The three patients reported in this article have similar Clinical symptoms that is, hyperemia, eye pain, foreign body sensation, stickiness or increased watery exudation, etc., which can be improved in about 1 week after treatment. Studies have shown that ACE2 is a receptor that can adsorb and allow COVID-19 to invade tissues.

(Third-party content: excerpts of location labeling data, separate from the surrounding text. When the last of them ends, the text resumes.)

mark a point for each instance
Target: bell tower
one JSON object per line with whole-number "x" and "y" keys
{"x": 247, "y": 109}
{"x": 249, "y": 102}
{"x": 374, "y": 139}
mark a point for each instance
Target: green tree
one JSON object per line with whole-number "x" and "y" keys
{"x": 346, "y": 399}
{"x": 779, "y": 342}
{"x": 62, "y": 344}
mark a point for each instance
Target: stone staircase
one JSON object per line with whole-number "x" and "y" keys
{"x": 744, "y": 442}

In addition to high expression in human type Ⅱ alveolar epithelial cells, ACE2 is also expressed[9,10]. Preliminary results from Professor XieLixin’s team showed that the expression of ACE2 in human conjunctival epithelium is higher than that of corneal epithelium, suggesting that ocular surface tissue may also be a potential target tissue for new type of coronavirus eye infection[11].

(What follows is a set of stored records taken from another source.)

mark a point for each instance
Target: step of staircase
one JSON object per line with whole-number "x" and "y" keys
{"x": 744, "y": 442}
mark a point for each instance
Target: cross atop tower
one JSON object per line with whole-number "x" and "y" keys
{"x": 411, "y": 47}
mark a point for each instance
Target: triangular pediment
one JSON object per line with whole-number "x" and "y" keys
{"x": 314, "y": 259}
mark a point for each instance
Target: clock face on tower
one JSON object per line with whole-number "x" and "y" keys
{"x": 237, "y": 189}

It is reported in the literature that ocular infection with coronavirus during the SARS-CoV epidemic is relatively rare[11], howerer the clinical and epidemiological characteristics of COVID-19 eye infections are still unclear. there are no effective antiviral drugs for COVID-19, so we lack evidence-based evidence for the treatment of conjunctivitis during COVID-19. One of the three patients reported in this article was lost to follow-up due to death, and the other two patients’ symptoms of conjunctival inflammation disappeared after local anti-inflammatory and antiviral treatment, but whether the disappearance of the symptoms was due to the self-limitation of the disease or the drug. The role is not fully understood. In accordance with the Helsinki Declaration Regulations, we respect the patient’s personal wishes and have not obtained patient imaging data. This is the limitation of this report. In addition, because the patients reported in this article were early in the COVID-19 outbreak in Wuhan, no conjunctival sac virus nucleic acid test was performed.

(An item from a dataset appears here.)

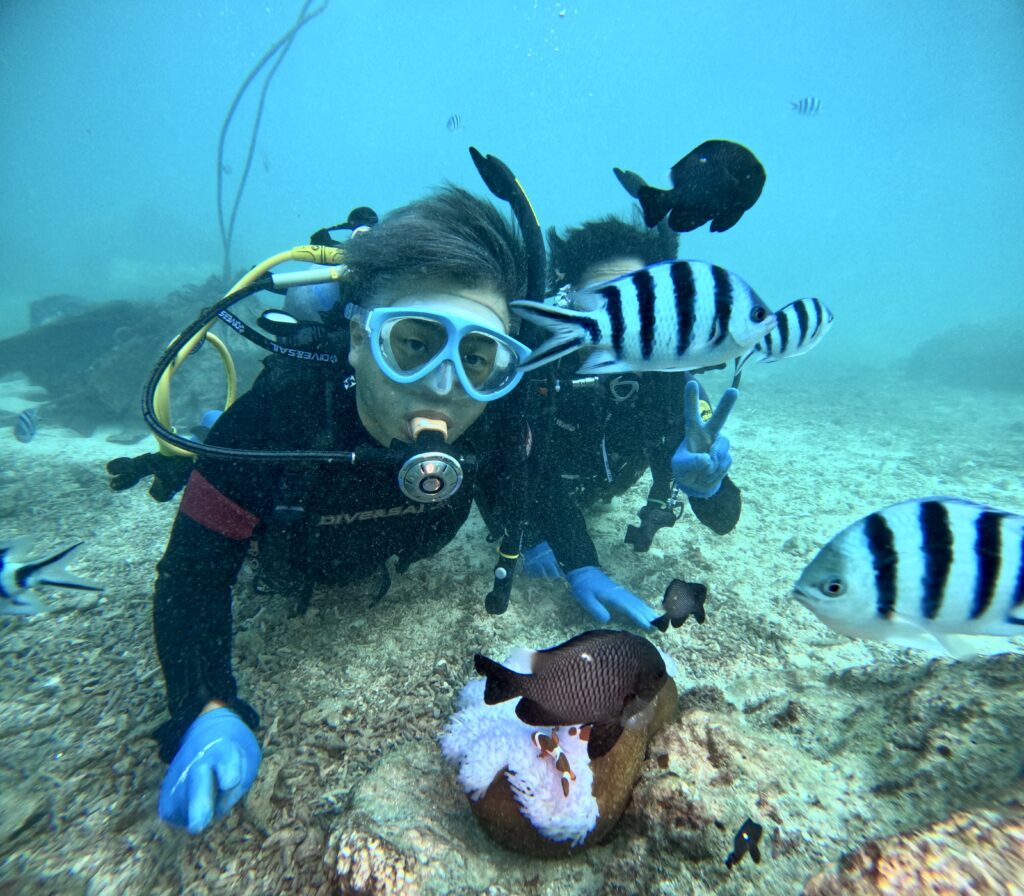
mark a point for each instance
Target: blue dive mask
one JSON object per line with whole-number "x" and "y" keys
{"x": 411, "y": 342}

The current COVID-19 eye infection rate is not clear, but through recent research reports and our clinical observations, we have found a small number of COVID-19 patients with ocular surface infection. The patients in cases 1 and 2 reported in this article first went to the ophthalmology clinic. The 3 ophthalmologists and 1 nurse all took protective measures such as wearing a mask, 75% ethanol spray, and hand washing. None of the 3 doctors has any Discomfort. The nurse’s blood tests found that the lymphocyte count and proportion had decreased. After isolation and symptomatic treatment combined with traditional Chinese medicine (medicine unknown), she is now back to normal. Therefore, ophthalmic medical workers must not only do a good job of personal protection in medical work, but also summarize the early manifestations and clinical characteristics of COVID-19 eye infections, research and determine rapid detection methods, and focus on screening the first patients with conjunctivitis. To explore the COVID-19 eye infection rate and the possibility of infection and preventive measures.

Conflict of interest statement: The author of this article is responsible for the authenticity of the reported materials, and there is no conflict of interest.